Ghonim, who administered the "We are all Khaled Saeed" Facebook page, which is widely believed to have ignited the revolt against Hosni Mubarak, broke his six-year silence with a series of online videos accusing Ali, a novice actor, of speaking out for "personal gain."

"Mohamed Ali, shame on you! Stop it," he said. "You are doing this for the money!"

Egypt's pro-government media attacked Ali, with talk show hosts calling him a "womanizer" and "foreign agent." Ali's father, former government insider Ali Abdel Khaleq, appeared on Egyptian TV saying he was shocked by his son's actions. He denied that the military owed Ali any money and said his son had reaped vast profits from his army projects.

Sisi also denied Ali's statements, calling them "lies" and "fabrications." He acknowledged that he had indeed built presidential palaces and would continue to do so. "Yes, I have built palaces," Sisi said during a live broadcast on Egyptian state TV. "Did you think you would frighten me with your criticism? I shall continue to build more palaces. Those aren't for me. Nothing is for me … they are for Egypt."

"The aim [of the videos] is to break the will of Egyptians," Sisi said, without mentioning Ali by name. "Those who make these videos aim at shaking stability in the country and the trust between me and the Egyptian people." Sisi said that he was responding to the videos against the advice of the intelligence services.

Ali responded with a new video, stating, “See, I wasn't lying. He himself has confirmed the fact that presidential palaces are being built. He is building them to satisfy his ego. This, while many people sleep in the streets without a roof over their heads." Addressing Sisi, he said, "Enough! I will trigger an uprising against you."

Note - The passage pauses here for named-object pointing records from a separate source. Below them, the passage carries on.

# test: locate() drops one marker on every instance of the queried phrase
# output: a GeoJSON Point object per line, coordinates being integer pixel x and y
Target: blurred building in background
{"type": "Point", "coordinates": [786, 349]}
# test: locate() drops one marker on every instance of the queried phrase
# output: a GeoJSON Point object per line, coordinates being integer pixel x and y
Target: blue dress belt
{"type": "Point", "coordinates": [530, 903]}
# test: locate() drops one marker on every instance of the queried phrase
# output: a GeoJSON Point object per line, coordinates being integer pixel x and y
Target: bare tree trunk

Ali urged Egyptians to take to the streets to demand that Sisi step down, assuring them that "together we can bring down the dictator." In another video, he called on Egyptians to start by demonstrating outside their homes for one hour at 7 p.m. on Sept. 20. "We must take photographs of our peaceful rallies and post them on social media to show the world the large number of Sisi opponents," he said.

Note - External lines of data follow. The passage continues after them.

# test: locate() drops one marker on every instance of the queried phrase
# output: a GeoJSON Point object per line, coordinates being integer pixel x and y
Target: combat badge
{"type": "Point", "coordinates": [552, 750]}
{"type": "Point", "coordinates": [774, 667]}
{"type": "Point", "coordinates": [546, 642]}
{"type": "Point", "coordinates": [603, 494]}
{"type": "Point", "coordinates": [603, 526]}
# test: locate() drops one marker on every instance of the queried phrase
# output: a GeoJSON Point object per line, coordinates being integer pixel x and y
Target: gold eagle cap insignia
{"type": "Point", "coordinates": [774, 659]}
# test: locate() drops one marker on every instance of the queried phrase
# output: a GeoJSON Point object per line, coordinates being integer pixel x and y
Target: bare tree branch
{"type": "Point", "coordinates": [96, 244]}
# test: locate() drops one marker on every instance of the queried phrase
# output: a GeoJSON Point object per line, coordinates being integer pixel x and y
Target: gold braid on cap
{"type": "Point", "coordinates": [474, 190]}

He further exhorted the defense minister to stand by the Egyptian people and arrest Sisi. Within hours after Ali posted the videos to Twitter, the Arabic hashtag #Enough_Sisi was shared more than 1.5 million times, becoming the No. 1 trending tag on social media in Egypt. Some activists shared pictures of the January 25 Revolution and tweeted, "We will be back on the streets tomorrow!" Others suggested that the protests be held at noon on Friday, when worshippers gather for weekly prayers. Fearing reprisals from security forces, a few activists called for civil disobedience instead of street protests.  Various Egyptian cities did see protests Friday evening, but it is yet to be seen whether they will materialize into large demonstrations. 

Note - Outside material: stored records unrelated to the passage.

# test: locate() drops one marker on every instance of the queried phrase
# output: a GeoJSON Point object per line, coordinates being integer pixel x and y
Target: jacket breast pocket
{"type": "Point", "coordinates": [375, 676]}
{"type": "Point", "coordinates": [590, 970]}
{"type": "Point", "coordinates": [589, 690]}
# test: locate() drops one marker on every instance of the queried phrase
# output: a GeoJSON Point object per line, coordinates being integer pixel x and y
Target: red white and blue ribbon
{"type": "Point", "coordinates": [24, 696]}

Ali's claims prompted other Sisi opponents to post videos critical of the government's policies online. In a scathing attack on Sisi, Mosaad Abu El Fagr, an activist in Sinai and a member of the Committee of Fifty, which drafted the 2014 constitution, said that though terrorism exists in Sinai, the number of terrorists affiliated with the Islamic State does not exceed 1,000. 

"Why has it taken so long to rid the Sinai Peninsula of the terrorists?" he asked in a Sept. 16 video. "And why is the army refusing the help of Sinai residents [who know the area well] to hunt down and root out the jihadis?"

He continued, "It is in the regime's interests to prolong the war and evacuate Sinai residents who believe they themselves are the targets of the war. Sisi is raising the specter of war to keep Egyptians living in fear and to ensure that financial support from allies for the war on terror continues to flow."

Sisi's security agencies are taking no chances. Unconfirmed reports on social media said the Ministry of Interior declared a high-security alert, deploying forces to secure government installations and canceling the holidays of security personnel. While it remains to be seen whether Ali's call for protests will be heeded, one thing is certain: His videos have ignited a debate about the military's growing economic empire — a subject that has long remained a red line for Egyptians. His videos broke the fear barrier, ending a state of apathy that has prevailed in recent years.